Say the word “banker,” and many people will think of boastful, Wolf of Wall Street-type personalities who party all night and skate through their work with casual indifference.
The stereotype isn’t totally wrong, according to a new Harvard Business School study from business administration professor Pian Shu.
Shu’s report, published this month as a working paper, looked at a sample of 6,469 bachelor’s degree recipients from the Massachusetts Institute of Technology (MIT) between 2006 and 2012 to examine links between a graduate’s academic performance and his or her choice of career. Shu found that MIT graduates who went into finance not only had lower GPAs than their peers, they also took fewer courses and were generally less academically inclined.
“Academic achievement in college is negatively correlated with a propensity to take a job in finance,” Shu wrote. “Sizable differences in academic performance begin in freshman year and persist throughout college.”
Though only 6.4% of top-performing MIT students went into finance after graduation, those from the low end of the grade distribution were 16.5% more likely to do so. (The vast majority of MIT graduates choose careers in science, technology, or engineering.)
What’s more, graduates who go into finance seem to have similar backgrounds and interests—all the way back to high school. Finance-inclined people tend to prefer sports over performing arts, and they are much more likely to take on leadership positions within group activities.
The trends continue into college, where future financiers are—confirming the cliché—50% more likely to join a fraternity or sorority than others.
In Shu’s study, those who entered finance careers also self-reported weaker analytical skills, less in-depth knowledge of specific fields, and a shallower understanding of “the process of science and experimentation.”
Of course, the study is limited by its one-school sample and the relative lack of academic diversity at MIT, a campus that specializes in quantitative education. But Shu’s findings, as she told the Harvard Business Review, do suggest America’s worries about the “best and brightest” scientists and engineers in the country going into the finance sector and causing a “brain drain”—a topic that’s seen much heated debate over the past few years—may be largely unfounded.

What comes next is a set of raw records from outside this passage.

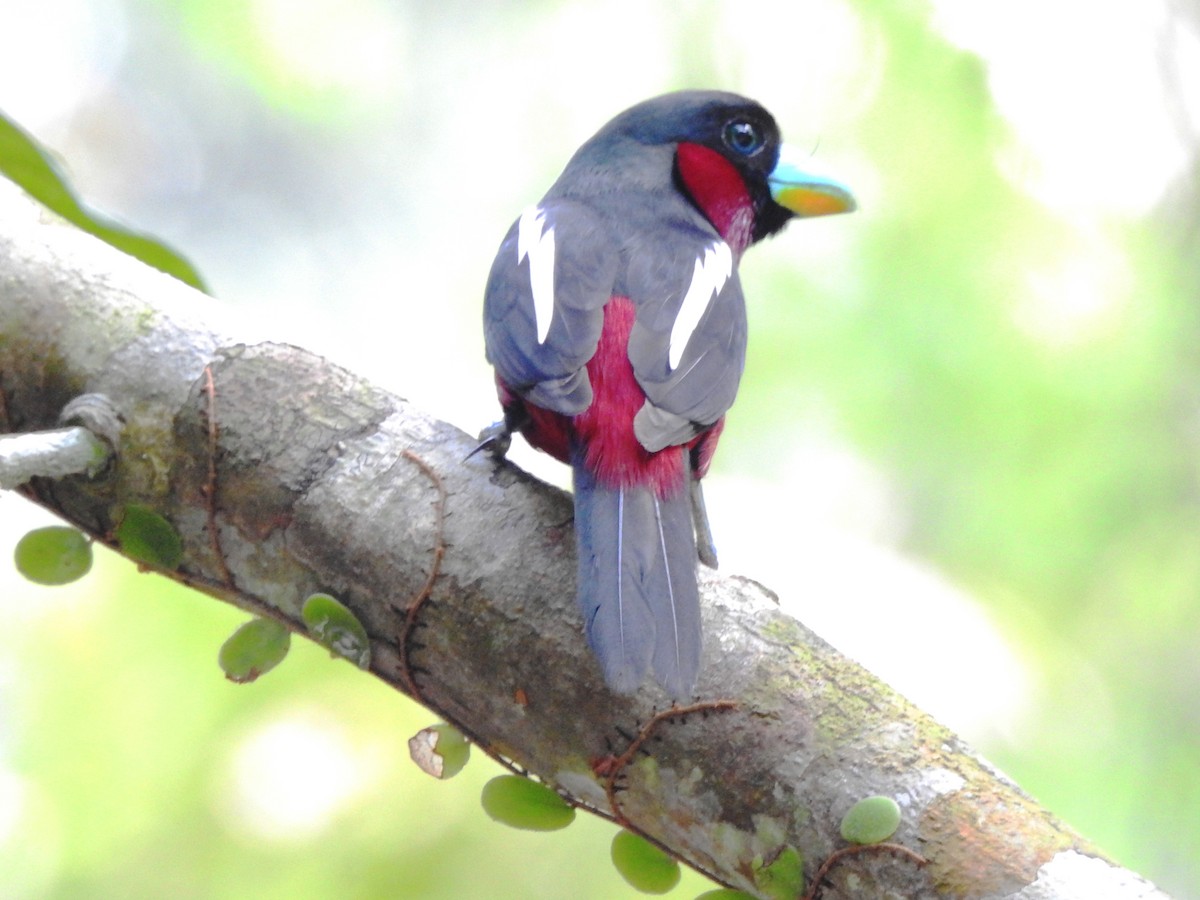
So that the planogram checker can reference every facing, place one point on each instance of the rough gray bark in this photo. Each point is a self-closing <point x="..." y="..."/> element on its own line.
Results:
<point x="315" y="480"/>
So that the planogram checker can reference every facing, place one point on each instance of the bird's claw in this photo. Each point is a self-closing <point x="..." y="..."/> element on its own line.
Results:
<point x="496" y="439"/>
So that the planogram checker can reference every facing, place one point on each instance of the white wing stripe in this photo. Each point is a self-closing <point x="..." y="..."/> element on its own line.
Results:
<point x="537" y="241"/>
<point x="713" y="269"/>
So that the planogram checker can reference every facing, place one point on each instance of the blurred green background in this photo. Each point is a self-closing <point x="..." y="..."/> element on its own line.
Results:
<point x="965" y="449"/>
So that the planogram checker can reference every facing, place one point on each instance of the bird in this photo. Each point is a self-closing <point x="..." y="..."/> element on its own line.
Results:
<point x="616" y="325"/>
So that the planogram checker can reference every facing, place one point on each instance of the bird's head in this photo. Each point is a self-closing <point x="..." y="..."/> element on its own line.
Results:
<point x="723" y="151"/>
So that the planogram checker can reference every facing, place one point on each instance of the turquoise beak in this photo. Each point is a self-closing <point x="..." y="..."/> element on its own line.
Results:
<point x="807" y="195"/>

“Finance does not attract the ‘best and brightest’ future scientists and engineers from MIT, but it hires those who will be most suited to working in finance,” Shu wrote, noting that the field may place more emphasis on social skills and less on analytical skills than science and engineering sectors do.
“Taken together, the results demonstrate that the preferences and skills of graduates who pursue finance are not comparable to those of graduates who choose a career in [science and engineering].” In other words, what a relief: it seems Wall Street isn’t gobbling up the country’s supply of talent, after all.